9. A method according to any of the claims 1 to 8 for the determination of corrTAC, wherein the method further comprises the steps of: g. determination of endogenous antioxidants and their active metabolites in the sample in parallel with the determination of TAC, and h. calculating corrTAC by subtracting the antioxidant capacity deriving from endogenous antioxidants and their active metabolites determined in step g from the TAC obtained in step f .

10. A method according to claim 9, wherein the endogenous antioxidants and their active metabolites comprises of one or more of: total proteins, bilirubin, uric acid and total lipids.

11. A method according to any of the claims 1 to 10, wherein the method is an automated method.

12. A crocin reagent for use in the method according to any of the claims 1 to 11 obtainable by a process comprising the steps of : A. isolating crocin from saffron,

B. adjusting pH of the isolated sample obtained in step A with a buffer having a specific pH,

C. mixing the sample obtained in step B with an inert filler to obtain a certain final concentration of the filler,

D. lyophilising an aliquot of the mixed sample obtained in step C,

E. sealing the aliquot obtained in step D under vac- uu , and

F. reconstitution of the aliquot obtained in step E with buffer prior to the use of said crocin reagent in the method according to any of the claims 1 to 11.

13. A crocin reagent according to claim 12, wherein the buffer in step B is a buffer having a pH in the range of 5.0 to 9.0.

14. A crocin reagent according to claim 12 or 13, wherein the concentration of the filler in step C is in the range of 5 to 15% by weight.

15. A crocin reagent according to any of the claims 12 to 14, wherein the buffer in step B is a phosphate buffer having a pH of 7.4 and the final concentration of the filler in step C is 7.5% by weight.

16. Use of the crocin reagent according to any of the claims 12 to 15 in the method according to any of the claims 1 to 11 for the determination of TAC or corrTAC in fluid samples.

17. Use of the crocin reagent according to claim 16, wherein the fluid samples are selected from a group comprising body fluids, cell culture media, food and beverages samples and extracts.

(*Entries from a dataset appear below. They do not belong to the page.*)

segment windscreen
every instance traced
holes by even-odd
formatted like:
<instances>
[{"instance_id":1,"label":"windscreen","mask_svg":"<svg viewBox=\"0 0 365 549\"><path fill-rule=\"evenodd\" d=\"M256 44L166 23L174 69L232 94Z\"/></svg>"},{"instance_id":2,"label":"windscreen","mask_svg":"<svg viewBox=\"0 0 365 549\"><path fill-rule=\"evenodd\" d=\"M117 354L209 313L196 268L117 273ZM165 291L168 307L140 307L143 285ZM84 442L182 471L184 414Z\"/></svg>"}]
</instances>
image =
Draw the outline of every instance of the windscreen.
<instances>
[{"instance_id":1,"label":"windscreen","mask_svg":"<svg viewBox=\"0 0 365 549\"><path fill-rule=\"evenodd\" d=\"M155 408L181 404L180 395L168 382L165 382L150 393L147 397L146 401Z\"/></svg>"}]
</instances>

18. Use of the crocin reagent according to claim 16 for the determination of TAC in body fluids, cell culture media, food and beverages samples and extracts for investigational and diagnostic use.

19. A kit comprising crocin reagent according to any of the claims 12 to 15, an oxidizing agent, an antioxidant for preparing the standard curve, buffers, and other components for use in the determination of TAC or corrTAC according to any of the claims 1 or 11 in fluid samples.